Critiquer les mœurs des hommes sans attaquer personne nominativement, est-ce vraiment mordre ? N’est-ce pas plutôt instruire et conseiller ? Au reste, ne fais-je pas sans cesse ma propre critique ? Une satire qui n’excepte aucun genre de vie ne s’en prend à nul homme en particulier, mais aux vices de tous. Et si quelqu’un se lève et crie qu’on l’a blessé, c’est donc qu’il se reconnaît coupable, ou tout au moins s’avoue inquiet. Dans ce genre, saint Jérôme s’est montré plus libre et plus âpre, et parfois sans épargner les noms. Je me suis abstenu, pour ma part, d’en prononcer un seul, et j’ai tellement modéré mon style que le lecteur intelligent verra sans peine que j’ai cherché à amuser, nullement à déchirer. Je n’ai pas, comme Juvénal, remué l’égout des vices cachés ; je n’ai pas catalogué les hontes, mais les ridicules. S’il reste un obstiné que ces raisons n’apaisent point, je le prie de songer qu’il est honorable d’être attaqué par la Folie, puisque c’est elle que je mets en scène avec tous les traits de son personnage.

Mais pourquoi tant d’explications à un avocat tel que toi, qui plaides en perfection les causes même médiocres ? Je laisse à ta maîtrise le soin de défendre cette Moria qui est ton bien. Adieu, Morus très éloquent !

A la campagne, le 9 juin 1508.

C’EST LA FOLIE QUI PARLE

Table des matières

I. — Les gens de ce monde tiennent sur moi bien des propos, et je sais tout le mal qu’on entend dire de la Folie, même chez les fous. C’est pourtant moi, et moi seule, qui réjouis les Dieux et les hommes. Aujourd’hui même, la preuve en est faite largement, puisqu’il m’a suffi de paraître devant ce nombreux auditoire pour mettre dans tous les yeux la plus étincelante gaîté. Tout de suite, votre visage s’est tendu vers moi et votre aimable rire m’a applaudie joyeusement. Tous, tant que vous êtes, je vous vois, ivres du nectar des dieux d’Homère, mêlé toutefois d’un peu de népenthès, alors qu’il y a un instant vous étiez assis, soucieux et tristes, comme des échappés de l’antre de Trophonius.

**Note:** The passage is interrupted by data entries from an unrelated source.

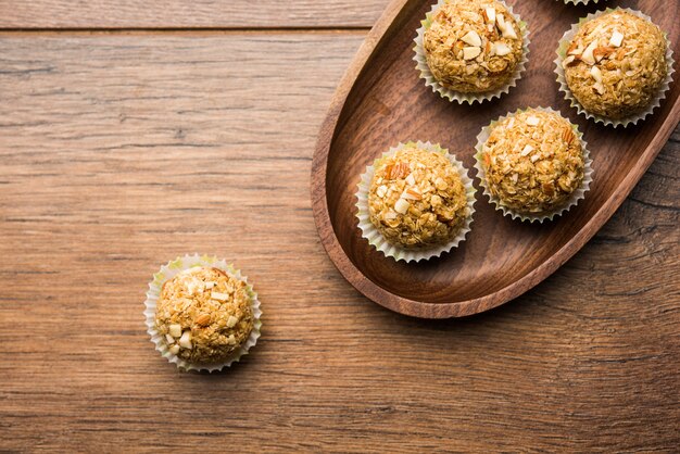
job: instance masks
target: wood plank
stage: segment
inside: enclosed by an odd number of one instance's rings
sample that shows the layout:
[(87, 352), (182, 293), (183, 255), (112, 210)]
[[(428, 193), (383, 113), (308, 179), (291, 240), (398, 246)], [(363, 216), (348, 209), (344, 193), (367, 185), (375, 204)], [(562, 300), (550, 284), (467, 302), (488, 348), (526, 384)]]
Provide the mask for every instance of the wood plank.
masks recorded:
[[(311, 156), (361, 34), (0, 38), (0, 449), (672, 451), (680, 130), (534, 290), (425, 321), (362, 298), (316, 236)], [(239, 64), (235, 64), (239, 62)], [(141, 311), (194, 251), (264, 329), (180, 374)]]
[(370, 27), (388, 0), (0, 2), (0, 28)]

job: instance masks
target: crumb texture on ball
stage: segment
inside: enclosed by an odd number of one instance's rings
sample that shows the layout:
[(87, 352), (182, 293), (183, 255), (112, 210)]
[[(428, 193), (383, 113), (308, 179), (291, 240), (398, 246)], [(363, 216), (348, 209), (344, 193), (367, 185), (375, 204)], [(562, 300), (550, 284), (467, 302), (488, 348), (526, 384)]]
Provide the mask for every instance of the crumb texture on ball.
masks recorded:
[(506, 117), (481, 151), (488, 190), (517, 213), (541, 215), (564, 206), (583, 181), (581, 141), (555, 113), (530, 109)]
[(193, 267), (163, 285), (155, 326), (171, 353), (192, 364), (228, 360), (253, 329), (245, 281), (213, 267)]
[(657, 96), (668, 73), (666, 50), (656, 25), (615, 10), (580, 26), (562, 65), (585, 111), (624, 119), (643, 113)]
[(498, 90), (522, 59), (519, 24), (495, 0), (451, 0), (423, 39), (427, 65), (444, 87), (464, 93)]
[(403, 249), (448, 243), (471, 214), (458, 169), (443, 153), (414, 143), (376, 163), (368, 211), (385, 239)]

Quand le beau soleil révèle à la terre sa face dorée, ou quand, après l’âpre hiver, le doux printemps revient et souffle les zéphyrs, tout change d’aspect dans la nature, tout se rajeunit de couleurs nouvelles ; de même, dès que vous m’avez vue, votre physionomie s’est transformée. Ce que des rhéteurs, d’ailleurs considérables, n’obtiennent par leurs discours qu’à grand effort de préparations, c’est-à-dire chasser des âmes l’ennui, pour y réussir je n’ai eu qu’à me montrer.

II. — Pourquoi ai-je revêtu aujourd’hui cet accoutrement inusité, vous le saurez pour peu que vous me prêtiez l’oreille ; non pas celle qui vous sert à ouïr les prêches sacrés, mais celle qui se dresse si bien à la foire devant les charlatans, les bouffons et les pitres, ou encore l’oreille d’âne que notre roi Midas exhiba devant le dieu Pan.

Il m’a plu de faire quelque peu le sophiste devant vous comme ceux qui inculquent à la jeunesse des niaiseries assommantes et lui enseignent une dispute plus entêtée que celle des femmes, mais à l’imitation de ces anciens qui, pour échapper à l’appellation déshonorante de Sages, choisirent celle de Sophistes. Leur zèle s’appliquait à composer des éloges de dieux et de héros. Vous entendrez donc un éloge, non d’Hercule, ni de Solon, mais le mien, celui de la Folie.